Overview
This document describes two precision-oriented features added to the Anima/FLUX LoRA training pipeline: lora_fp32_accumulation and attn_softmax_scale. Both target a common root cause — numerical precision loss in bfloat16 training — but they operate at different levels of the forward pass and carry different risk/reward profiles.
The Problem: bf16 Precision Loss in LoRA Training
bfloat16 has only ~3 significant decimal digits (7.8 mantissa bits vs. fp32's 23). Two specific failure modes arise:
-
LoRA delta vanishing: The LoRA contribution (
down → upmatmul) produces a small delta relative to the base model output. When added in bf16, this delta can be quantized to zero — effectively making the LoRA layer a no-op for that forward pass. -
Softmax saturation: When attention logits (Q·K scaled by 1/√d) are compressed into a narrow numerical range, bf16 softmax can't differentiate between tokens. Attention distributions become near-uniform, losing the model's ability to focus.

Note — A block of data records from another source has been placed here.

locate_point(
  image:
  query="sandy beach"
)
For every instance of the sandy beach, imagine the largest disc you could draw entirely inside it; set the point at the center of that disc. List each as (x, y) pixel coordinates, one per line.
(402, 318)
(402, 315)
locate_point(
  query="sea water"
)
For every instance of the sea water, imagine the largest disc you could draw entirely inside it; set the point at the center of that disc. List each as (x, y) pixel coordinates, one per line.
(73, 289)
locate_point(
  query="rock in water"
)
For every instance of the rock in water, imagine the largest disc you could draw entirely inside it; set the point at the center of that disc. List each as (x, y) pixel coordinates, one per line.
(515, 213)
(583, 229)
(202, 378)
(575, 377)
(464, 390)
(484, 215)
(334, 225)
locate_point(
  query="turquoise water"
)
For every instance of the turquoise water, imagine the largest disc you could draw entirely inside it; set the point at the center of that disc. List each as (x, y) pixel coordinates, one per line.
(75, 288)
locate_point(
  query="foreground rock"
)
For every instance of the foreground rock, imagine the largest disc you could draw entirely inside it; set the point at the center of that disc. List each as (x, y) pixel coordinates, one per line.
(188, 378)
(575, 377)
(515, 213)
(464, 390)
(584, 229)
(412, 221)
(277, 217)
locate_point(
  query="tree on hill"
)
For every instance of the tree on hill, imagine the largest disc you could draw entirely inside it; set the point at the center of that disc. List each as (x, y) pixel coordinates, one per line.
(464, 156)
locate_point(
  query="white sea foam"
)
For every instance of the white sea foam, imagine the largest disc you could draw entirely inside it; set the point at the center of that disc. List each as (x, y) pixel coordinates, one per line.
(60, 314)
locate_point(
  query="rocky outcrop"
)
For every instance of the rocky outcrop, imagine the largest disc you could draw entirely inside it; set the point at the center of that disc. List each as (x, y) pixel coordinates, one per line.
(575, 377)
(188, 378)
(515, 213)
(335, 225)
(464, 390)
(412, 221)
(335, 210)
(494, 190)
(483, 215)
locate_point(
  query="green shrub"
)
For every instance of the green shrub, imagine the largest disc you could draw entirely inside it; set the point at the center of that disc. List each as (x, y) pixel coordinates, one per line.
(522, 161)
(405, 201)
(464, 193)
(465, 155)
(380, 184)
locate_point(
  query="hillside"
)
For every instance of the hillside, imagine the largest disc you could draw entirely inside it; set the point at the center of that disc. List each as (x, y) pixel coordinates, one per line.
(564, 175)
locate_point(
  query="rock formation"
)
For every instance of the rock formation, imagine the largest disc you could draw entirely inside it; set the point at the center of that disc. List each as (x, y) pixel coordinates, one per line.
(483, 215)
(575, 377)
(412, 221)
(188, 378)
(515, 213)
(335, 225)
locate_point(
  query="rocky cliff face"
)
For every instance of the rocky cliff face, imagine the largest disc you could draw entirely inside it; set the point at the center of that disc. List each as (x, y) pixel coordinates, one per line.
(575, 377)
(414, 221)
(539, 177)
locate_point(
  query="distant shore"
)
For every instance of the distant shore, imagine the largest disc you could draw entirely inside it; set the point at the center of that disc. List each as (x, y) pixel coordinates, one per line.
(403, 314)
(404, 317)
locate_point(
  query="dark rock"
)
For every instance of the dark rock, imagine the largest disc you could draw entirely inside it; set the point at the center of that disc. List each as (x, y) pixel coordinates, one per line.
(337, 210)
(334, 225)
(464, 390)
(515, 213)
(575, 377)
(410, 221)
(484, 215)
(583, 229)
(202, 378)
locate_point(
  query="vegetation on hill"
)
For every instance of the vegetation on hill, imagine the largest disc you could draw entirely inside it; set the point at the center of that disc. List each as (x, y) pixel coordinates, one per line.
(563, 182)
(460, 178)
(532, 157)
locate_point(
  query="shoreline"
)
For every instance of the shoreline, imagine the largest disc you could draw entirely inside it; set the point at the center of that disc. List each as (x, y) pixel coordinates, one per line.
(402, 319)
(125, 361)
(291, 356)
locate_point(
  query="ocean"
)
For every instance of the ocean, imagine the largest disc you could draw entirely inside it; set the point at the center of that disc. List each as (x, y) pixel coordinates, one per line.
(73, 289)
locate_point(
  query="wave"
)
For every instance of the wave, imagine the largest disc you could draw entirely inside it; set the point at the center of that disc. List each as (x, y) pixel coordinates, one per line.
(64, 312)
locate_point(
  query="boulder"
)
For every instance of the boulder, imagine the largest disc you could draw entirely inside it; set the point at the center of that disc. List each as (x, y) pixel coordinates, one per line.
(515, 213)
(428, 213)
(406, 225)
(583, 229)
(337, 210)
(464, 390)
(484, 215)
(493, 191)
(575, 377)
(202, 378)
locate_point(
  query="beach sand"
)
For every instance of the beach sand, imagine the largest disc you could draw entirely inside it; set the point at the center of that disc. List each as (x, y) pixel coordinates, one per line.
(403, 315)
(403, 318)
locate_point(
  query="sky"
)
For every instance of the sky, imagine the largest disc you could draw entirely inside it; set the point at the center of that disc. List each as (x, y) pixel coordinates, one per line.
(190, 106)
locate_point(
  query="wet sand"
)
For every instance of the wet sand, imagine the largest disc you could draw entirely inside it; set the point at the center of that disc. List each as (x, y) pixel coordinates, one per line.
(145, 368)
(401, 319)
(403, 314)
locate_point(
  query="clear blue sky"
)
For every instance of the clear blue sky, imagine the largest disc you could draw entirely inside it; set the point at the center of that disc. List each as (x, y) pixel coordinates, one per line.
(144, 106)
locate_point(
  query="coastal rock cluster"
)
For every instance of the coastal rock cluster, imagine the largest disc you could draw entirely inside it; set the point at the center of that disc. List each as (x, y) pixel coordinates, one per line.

These issues compound: imprecise attention → noisy gradients → imprecise LoRA updates → slower or degraded convergence.
Feature 1: lora_fp32_accumulation
Flag: --lora_fp32_accumulation
Files: networks/lora_flux.py (implementation), networks/lora_anima.py (inherits), library/anima_train_utils.py (arg definition)
What It Does
Upcasts LoRA's down→up matrix multiplications to fp32, applies scaling in fp32, then casts the result back to the model's native dtype before adding to the base output.
# Standard path (bf16 throughout)
lx = self.lora_down(x) # bf16 matmul
lx = self.lora_up(lx) # bf16 matmul
return org_forwarded + lx * multiplier # bf16 add — delta may vanish
# FP32 accumulation path
lx = F.linear(x.float(), self.lora_down.weight.float()) # fp32 matmul
lx = F.linear(lx, self.lora_up.weight.float()) # fp32 matmul
lx = (lx * multiplier * scale).to(org_forwarded.dtype) # scale in fp32, then cast
return org_forwarded + lx # add in bf16
Why It Matters
Consider a rank-4 LoRA on a hidden_dim=3072 linear layer. The delta is the product of a (3072×4) and (4×3072) matrix — it's inherently low-magnitude because it passes through a 4-dimensional bottleneck. In bf16, values smaller than ~1e-2 relative to the base activation get rounded away.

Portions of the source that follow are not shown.